II. Time has tried it. It is with the Bible as it is with its Divine Author: “One day is as a thousand years, and a thousand years as one day.”

III. Friends have tried it. For they have been all made such by the transforming and subduing power of the Word itself. Consider their numbers, and what it has done for them, and the circumstances under which they have made trial of it and never found it fail.

IV. Enemies have tried it: by persecution; by laws directed against it; by ridicule; by philosophy, and by every means left at their command. Still the object of all these attacks remains uninjured, while one army of its enemies after another has passed away in defeat and dishonour. Though it has been ridiculed more bitterly, misrepresented more grossly, opposed more rancorously, and burnt more frequently than any other book, or perhaps than all other books united, it is so far from sinking under the efforts of its enemies that it is plainly gathering fresh strength from age to age, and the probability of its surviving until the consummation of all things is now far greater than ever.

V. It has been tried in its influence on individual character, upon society, and all the best interests of man. See what institutions it has founded for human good, and maintains them still. Hence learn--

1. There is no fear for the future. As nature’s answers are ever uniform and constant and true, so are those of the Word of the Lord.
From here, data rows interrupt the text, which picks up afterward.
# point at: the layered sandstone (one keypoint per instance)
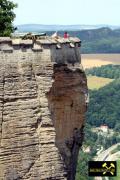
(42, 108)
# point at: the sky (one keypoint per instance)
(68, 12)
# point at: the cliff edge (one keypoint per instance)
(43, 93)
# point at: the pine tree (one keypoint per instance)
(6, 17)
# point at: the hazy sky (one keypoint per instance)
(68, 12)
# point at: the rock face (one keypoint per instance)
(42, 107)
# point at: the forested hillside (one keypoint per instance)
(108, 71)
(103, 109)
(105, 102)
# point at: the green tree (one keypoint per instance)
(6, 17)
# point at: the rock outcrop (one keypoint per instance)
(42, 108)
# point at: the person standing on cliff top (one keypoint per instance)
(66, 35)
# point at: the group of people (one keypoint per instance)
(66, 35)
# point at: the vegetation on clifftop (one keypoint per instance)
(6, 17)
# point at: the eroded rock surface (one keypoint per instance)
(42, 109)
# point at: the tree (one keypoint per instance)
(6, 17)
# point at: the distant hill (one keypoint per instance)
(41, 27)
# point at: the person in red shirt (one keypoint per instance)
(66, 35)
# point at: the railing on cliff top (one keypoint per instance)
(36, 42)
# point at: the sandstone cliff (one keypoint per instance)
(42, 109)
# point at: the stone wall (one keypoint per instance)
(42, 109)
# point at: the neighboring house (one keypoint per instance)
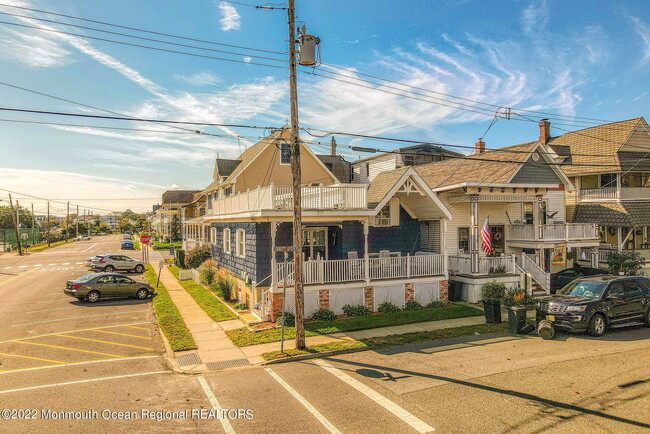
(365, 170)
(172, 201)
(360, 242)
(610, 168)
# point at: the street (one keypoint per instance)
(59, 354)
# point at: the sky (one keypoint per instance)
(587, 59)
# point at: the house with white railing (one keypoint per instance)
(520, 191)
(362, 244)
(610, 169)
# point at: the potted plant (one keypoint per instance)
(492, 293)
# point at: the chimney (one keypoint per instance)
(544, 131)
(479, 146)
(333, 146)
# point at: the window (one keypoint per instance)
(463, 240)
(226, 240)
(285, 153)
(240, 243)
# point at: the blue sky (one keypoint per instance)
(578, 58)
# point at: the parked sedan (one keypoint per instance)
(563, 278)
(113, 262)
(593, 304)
(93, 287)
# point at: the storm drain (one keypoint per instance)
(228, 364)
(191, 359)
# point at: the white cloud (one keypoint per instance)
(205, 78)
(230, 18)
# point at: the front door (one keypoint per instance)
(314, 243)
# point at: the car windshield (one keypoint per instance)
(86, 278)
(584, 288)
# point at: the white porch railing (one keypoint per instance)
(486, 264)
(280, 197)
(555, 232)
(354, 270)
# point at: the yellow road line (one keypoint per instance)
(121, 334)
(70, 349)
(104, 342)
(33, 358)
(20, 275)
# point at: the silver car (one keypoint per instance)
(114, 262)
(94, 287)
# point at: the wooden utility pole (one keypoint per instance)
(295, 172)
(11, 204)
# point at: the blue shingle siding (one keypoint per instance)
(536, 172)
(403, 238)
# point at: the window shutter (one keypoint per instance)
(394, 212)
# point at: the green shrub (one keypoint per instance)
(388, 307)
(323, 315)
(289, 319)
(357, 310)
(493, 290)
(197, 256)
(413, 305)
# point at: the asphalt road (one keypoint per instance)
(480, 384)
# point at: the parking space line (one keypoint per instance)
(44, 386)
(30, 357)
(225, 423)
(63, 364)
(317, 414)
(416, 423)
(123, 334)
(105, 342)
(69, 349)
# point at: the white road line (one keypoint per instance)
(416, 423)
(317, 414)
(44, 386)
(78, 317)
(225, 423)
(15, 371)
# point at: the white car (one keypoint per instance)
(114, 262)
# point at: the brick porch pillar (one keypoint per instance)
(409, 292)
(276, 305)
(444, 291)
(324, 298)
(369, 297)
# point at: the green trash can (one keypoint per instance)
(516, 319)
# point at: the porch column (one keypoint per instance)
(474, 236)
(366, 262)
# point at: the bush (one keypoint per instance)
(413, 305)
(493, 290)
(388, 307)
(197, 256)
(179, 258)
(323, 315)
(357, 310)
(289, 319)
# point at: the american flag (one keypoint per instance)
(486, 237)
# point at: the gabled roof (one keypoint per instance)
(600, 145)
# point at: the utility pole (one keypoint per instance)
(48, 223)
(20, 249)
(295, 172)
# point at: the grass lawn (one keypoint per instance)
(386, 341)
(242, 337)
(170, 320)
(215, 309)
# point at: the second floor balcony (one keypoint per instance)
(280, 198)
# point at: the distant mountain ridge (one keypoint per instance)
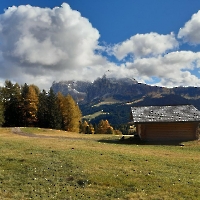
(112, 98)
(124, 89)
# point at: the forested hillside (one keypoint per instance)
(28, 106)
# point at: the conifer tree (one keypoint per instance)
(72, 115)
(1, 113)
(104, 127)
(42, 113)
(32, 106)
(11, 99)
(54, 113)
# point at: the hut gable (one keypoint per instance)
(166, 122)
(180, 113)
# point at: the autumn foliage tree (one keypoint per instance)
(104, 127)
(71, 114)
(27, 106)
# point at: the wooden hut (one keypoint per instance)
(166, 123)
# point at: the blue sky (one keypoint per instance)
(155, 42)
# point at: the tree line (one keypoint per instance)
(26, 105)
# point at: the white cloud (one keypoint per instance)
(174, 69)
(141, 45)
(40, 45)
(190, 32)
(43, 45)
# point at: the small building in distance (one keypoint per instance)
(166, 123)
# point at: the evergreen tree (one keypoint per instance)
(32, 105)
(73, 115)
(24, 104)
(11, 98)
(54, 113)
(43, 109)
(1, 113)
(104, 127)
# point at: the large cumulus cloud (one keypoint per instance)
(173, 69)
(141, 45)
(40, 42)
(42, 45)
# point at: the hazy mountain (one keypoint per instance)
(110, 98)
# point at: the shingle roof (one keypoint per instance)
(180, 113)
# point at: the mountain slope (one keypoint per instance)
(112, 98)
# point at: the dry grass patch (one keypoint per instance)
(75, 166)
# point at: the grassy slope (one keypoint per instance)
(74, 166)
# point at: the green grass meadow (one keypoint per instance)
(51, 164)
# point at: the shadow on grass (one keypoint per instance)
(136, 140)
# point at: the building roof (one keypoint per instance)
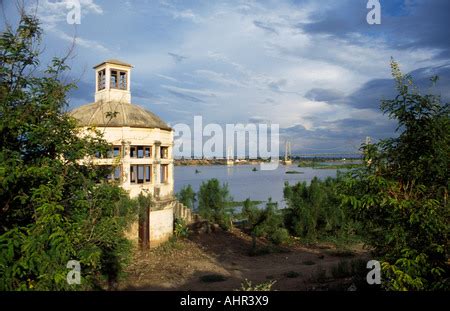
(117, 114)
(113, 61)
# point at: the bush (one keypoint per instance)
(181, 230)
(279, 236)
(213, 202)
(314, 211)
(401, 195)
(266, 223)
(212, 278)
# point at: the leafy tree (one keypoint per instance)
(401, 195)
(213, 203)
(266, 222)
(314, 210)
(187, 196)
(52, 207)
2. It is a serious matter for anyone to set himself “against” it. Voltaire said, “It has been the boast of ages that twelve men established Christianity in the world. I will show the world that one man can destroy it.” But where is Voltaire, or what did he accomplish of his impious boast? He lived long, and he worked hard and went down to the grave, cursing the horrid work in which he had spent his days.

3. Let us all prepare to meet the scenes which it tells us are yet before us: death, judgment, eternity. Prepare to meet your God, prepare, through His mercy in Christi to meet Him in peace. For the time is at hand when all that He has said in His Word of the righteous and the wicked, and of heaven and hell, will be matter of experience, of personal unchanging experience to us all. (Joel Hawes, D. D.)